The Creation of Adam, Michelangelo's work in the Sistine Chapel.

The High Renaissance is a rather subjective art term denoting the culmination of the Italian Renaissance art between 1500 and 1525.

The High Renaissance painting is generally held to have been born in the late 1490s, when Leonardo da Vinci executed his Last Supper in Milan. The style was introduced to architecture by Donato Bramante who in 1502 built the Tempietto, with its majestic proportions signifying the full-scale revival of ancient Roman architecture. The High Renaissance sculpture, as exemplified by Michelangelo's Pietà and David, is characterized by the ideal balance between statics and movement.

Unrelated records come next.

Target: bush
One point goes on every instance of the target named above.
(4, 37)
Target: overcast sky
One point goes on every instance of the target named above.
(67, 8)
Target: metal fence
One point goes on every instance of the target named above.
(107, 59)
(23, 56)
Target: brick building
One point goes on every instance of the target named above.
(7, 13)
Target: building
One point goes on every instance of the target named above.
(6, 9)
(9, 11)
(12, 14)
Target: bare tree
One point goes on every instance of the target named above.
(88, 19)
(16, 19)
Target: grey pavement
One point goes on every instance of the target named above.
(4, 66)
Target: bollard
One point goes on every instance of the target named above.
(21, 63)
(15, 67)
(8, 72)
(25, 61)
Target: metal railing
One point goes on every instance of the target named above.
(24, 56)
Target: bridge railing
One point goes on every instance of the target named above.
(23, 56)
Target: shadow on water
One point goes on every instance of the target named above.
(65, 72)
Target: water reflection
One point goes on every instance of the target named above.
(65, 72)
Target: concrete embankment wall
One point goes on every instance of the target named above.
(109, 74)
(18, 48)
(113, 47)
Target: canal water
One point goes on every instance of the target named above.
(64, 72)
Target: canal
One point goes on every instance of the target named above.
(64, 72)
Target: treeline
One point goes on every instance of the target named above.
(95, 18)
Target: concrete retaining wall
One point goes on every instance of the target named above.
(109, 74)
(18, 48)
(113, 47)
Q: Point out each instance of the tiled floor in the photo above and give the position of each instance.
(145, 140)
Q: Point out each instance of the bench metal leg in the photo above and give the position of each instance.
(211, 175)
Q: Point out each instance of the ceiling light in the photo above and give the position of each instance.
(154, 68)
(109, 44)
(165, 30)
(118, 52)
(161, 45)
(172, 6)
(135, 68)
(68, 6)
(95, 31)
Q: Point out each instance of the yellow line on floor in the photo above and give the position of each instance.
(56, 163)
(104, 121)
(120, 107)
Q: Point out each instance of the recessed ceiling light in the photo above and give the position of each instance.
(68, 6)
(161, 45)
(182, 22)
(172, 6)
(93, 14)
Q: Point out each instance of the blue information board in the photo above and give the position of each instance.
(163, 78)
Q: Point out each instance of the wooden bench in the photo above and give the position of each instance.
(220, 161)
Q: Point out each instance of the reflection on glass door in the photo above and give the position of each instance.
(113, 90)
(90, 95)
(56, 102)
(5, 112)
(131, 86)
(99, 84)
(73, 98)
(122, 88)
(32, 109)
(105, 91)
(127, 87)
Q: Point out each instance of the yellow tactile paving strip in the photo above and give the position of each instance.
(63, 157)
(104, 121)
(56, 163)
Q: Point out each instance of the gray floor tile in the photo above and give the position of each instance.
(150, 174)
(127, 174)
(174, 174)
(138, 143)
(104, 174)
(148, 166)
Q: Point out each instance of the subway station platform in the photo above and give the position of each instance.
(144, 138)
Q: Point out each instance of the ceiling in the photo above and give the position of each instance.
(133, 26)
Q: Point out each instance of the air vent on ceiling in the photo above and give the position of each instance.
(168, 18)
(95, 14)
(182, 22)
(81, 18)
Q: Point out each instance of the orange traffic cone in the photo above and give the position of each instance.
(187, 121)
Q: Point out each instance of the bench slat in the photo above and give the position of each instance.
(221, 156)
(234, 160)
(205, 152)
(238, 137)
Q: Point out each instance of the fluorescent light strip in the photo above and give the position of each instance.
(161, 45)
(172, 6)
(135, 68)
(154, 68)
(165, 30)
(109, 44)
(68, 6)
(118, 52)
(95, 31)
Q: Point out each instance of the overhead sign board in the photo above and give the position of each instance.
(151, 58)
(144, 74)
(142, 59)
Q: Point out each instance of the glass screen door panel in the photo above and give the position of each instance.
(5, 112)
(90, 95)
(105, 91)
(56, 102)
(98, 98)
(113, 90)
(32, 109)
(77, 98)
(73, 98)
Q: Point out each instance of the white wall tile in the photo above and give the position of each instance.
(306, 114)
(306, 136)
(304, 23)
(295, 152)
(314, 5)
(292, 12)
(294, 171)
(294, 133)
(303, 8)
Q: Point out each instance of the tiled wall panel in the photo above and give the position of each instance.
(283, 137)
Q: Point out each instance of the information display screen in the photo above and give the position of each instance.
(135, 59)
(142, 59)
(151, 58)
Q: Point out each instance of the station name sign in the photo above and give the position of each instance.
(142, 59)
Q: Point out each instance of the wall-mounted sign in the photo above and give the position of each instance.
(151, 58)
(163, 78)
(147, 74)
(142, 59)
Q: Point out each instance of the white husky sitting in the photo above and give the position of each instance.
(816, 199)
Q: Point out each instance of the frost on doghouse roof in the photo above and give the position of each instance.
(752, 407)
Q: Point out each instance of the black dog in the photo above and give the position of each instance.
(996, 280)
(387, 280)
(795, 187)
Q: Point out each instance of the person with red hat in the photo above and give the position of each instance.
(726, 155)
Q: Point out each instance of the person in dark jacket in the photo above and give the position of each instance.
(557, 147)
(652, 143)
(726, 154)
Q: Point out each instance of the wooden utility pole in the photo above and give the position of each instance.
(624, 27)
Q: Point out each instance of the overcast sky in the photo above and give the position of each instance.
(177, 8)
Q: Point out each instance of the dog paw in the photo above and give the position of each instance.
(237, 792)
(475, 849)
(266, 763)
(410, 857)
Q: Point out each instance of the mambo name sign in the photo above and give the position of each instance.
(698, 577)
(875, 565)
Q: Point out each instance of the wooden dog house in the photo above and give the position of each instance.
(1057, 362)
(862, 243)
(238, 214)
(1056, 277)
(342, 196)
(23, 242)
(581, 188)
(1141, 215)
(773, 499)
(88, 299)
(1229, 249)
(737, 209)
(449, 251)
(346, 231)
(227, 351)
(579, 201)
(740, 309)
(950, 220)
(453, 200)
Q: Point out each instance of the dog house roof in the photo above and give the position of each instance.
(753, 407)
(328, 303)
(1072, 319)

The serene mood and luminous colours of Giorgione and young Titian exemplify the High Renaissance in Venice.

The High Renaissance is widely viewed as the greatest explosion of creative genius in history. Even relatively minor painters active during the period, such as Fra Bartolomeo and Mariotto Albertinelli, produced works remarkable for their perfect harmony and total control of the painterly mediums. In the late works of Raphael, Andrea del Sarto and Correggio the elongated proportions and exaggerated poses prefigure the nascent Mannerism, as the Late Renaissance is referred to in the history of art. Raphael's death in 1520 and the Sack of Rome (1527) spelled the end of the High Renaissance. In 1520, Cardinal Andrea della Valle built the Palazzo Valle (later renamed the Palazzo Valle-Capranica), one of the first collections of Roman antiquities from the High Renaissance.